Setting aside the specifics of the protocol for the doing the file sync, I think this is the right approach for optimizing context. It will require slightly more state on the daemon side (and maybe client side in the future) but we could easily integrate it with docker system prune to allow flushing out this cached build data.

[tonistiigi]

@cpuguy83

The endpoint for this is more like an interactive session between 2 clients. While grpc is designed for anonymous response handler for client side request. Also, there needs to be a way to negotiate protocol because they will be updated in the future.

This is the base outline for moving context form client to daemon:

client   -> i_am_ready_for_fs_jobs(session)
                 request_fs(paths, supported_protocols)   <- daemon (when it receives a build job)
            -> response_fs(ok, chosen protocol)
             ... actual transfer ...

Atm, this is solved by single bidirectional grpc handler where the request_fs, response_fs are the grpc stream types. After successful negotiation, the grpc stream(https://github.com/grpc/grpc-go/blob/master/stream.go#L66-L81) is passed to the transfer implementation. As you see the grpc is only minimally used and there isn't a way to share a session for multiple builds or transfer data from daemon to client.

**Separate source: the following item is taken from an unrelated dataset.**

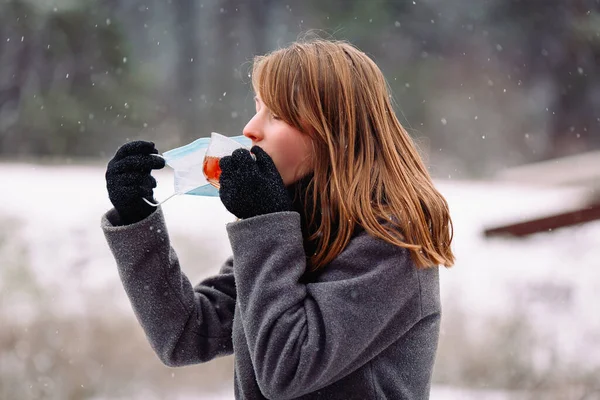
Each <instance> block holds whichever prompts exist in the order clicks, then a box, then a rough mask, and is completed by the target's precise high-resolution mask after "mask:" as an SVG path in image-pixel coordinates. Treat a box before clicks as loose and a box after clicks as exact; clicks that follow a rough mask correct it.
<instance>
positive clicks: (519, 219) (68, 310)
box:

The other way would be to for every response_fs to define a separate method but there isn't a reliable way to connect multiple requests(would need to fake a callback ID). Also, we can't predict what kind of data stream a transfer protocol would need, not sure if a single bidirectional grpc method with only 2 types always works.

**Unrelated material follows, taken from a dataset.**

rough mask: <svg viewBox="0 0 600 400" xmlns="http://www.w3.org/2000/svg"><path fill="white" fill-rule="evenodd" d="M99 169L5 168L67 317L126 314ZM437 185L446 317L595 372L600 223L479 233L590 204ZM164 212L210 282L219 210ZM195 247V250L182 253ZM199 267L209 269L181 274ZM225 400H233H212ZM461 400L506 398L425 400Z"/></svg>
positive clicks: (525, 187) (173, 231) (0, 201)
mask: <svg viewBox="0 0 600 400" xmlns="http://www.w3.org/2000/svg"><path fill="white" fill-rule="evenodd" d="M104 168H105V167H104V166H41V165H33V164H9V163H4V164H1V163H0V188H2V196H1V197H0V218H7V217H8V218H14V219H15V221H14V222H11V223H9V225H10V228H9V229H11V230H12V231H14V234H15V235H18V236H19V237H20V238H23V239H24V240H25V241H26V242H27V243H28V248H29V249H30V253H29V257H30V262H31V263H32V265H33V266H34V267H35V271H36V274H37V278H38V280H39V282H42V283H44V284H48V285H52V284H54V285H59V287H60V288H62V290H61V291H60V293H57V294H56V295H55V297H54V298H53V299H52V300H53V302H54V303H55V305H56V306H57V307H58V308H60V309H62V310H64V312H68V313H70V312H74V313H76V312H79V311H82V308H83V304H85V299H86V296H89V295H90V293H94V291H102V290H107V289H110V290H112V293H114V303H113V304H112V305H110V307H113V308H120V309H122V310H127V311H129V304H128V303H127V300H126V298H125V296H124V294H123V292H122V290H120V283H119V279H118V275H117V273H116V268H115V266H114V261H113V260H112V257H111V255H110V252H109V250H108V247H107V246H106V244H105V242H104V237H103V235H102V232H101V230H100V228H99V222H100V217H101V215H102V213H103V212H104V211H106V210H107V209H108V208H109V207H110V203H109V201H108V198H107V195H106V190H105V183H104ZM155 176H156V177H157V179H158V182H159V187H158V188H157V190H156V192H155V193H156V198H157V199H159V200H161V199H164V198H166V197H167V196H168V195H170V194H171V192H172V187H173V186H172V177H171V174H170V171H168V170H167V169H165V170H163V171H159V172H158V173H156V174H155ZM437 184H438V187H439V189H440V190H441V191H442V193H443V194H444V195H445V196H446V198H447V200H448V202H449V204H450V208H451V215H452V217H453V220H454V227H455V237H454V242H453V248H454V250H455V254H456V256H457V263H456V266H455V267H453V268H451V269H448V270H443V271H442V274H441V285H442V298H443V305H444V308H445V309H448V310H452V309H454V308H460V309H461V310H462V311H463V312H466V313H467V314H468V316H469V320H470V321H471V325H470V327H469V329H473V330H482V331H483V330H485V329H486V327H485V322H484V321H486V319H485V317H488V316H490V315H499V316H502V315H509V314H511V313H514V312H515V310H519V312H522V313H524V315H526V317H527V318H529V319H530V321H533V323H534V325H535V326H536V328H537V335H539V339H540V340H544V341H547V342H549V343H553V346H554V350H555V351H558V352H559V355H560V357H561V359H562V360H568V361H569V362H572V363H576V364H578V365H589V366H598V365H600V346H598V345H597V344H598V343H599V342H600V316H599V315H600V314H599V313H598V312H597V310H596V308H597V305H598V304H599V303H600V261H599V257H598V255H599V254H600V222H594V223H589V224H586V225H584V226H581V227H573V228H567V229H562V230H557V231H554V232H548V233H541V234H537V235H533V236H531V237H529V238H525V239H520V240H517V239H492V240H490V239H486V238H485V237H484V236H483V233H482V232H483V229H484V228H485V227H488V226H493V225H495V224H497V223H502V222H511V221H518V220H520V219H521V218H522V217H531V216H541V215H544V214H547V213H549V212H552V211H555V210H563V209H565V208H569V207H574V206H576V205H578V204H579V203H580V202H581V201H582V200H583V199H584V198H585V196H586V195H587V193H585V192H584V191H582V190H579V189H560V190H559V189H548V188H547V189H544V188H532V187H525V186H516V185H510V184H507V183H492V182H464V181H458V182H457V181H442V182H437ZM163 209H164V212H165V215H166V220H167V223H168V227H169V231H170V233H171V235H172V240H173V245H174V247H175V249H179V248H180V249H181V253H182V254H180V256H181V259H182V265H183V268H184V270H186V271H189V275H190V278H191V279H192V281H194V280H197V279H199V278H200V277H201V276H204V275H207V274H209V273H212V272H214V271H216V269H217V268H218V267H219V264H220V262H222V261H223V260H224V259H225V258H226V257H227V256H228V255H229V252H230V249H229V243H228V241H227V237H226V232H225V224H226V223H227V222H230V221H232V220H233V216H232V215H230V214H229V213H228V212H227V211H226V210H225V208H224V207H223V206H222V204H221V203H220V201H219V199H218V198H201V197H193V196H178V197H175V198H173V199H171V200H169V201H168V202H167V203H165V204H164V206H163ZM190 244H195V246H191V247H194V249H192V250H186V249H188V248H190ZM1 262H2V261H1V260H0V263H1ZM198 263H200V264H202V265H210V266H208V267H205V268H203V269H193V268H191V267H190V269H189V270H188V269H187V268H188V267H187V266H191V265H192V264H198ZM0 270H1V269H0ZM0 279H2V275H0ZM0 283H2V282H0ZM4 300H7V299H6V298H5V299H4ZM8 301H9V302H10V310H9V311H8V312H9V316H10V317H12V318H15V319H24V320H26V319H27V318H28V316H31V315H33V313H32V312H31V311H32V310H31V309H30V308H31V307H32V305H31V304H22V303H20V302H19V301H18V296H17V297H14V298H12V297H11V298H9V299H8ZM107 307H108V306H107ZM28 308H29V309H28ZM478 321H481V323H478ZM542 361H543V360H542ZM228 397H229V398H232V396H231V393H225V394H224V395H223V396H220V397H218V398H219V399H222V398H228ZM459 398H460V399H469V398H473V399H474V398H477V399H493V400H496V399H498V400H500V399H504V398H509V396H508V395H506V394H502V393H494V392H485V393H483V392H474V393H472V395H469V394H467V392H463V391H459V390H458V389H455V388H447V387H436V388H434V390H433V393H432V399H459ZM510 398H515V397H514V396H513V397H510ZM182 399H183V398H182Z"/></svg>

I did make a TCP only version for test that just adds grpc wire protocol 5 byte header to every message and it is actually much cleaner.

[simonferquel]

Could we use this to also stream registry credentials ? that would be really nice to avoid sending unnecessary credentials to the daemon.

[tonistiigi]

@simonferquel In theory yes, but that is not part of the current implementation. A related problem to this is DCT that atm has a parse step in the client that limits lots of use cases. One way could be that this stream could be used to get the DCT info while the builder is running.

[simonferquel]

@tonistiigi About grpc, could we simply upgrade the build api http connection to raw tcp (like what is done with docker run) and use this tcp connection to expose grpc methods like get_file_hash / get_file_content / get_authentication_creds, as soon as the client uses the next api version ? That would have the advantage of working with whatever underlying communication protocol is in use, and avoiding protocol negociation.

[tonistiigi]

@simonferquel There are 2 layers of negotiation here. One is making different types of requests (auth, send files, receive files). This how you describe it. The other is different specific file transfer protocols. get_file_hash / get_file_content is not enough to get good performance as the performance win comes from skipping the reads and roundtrips.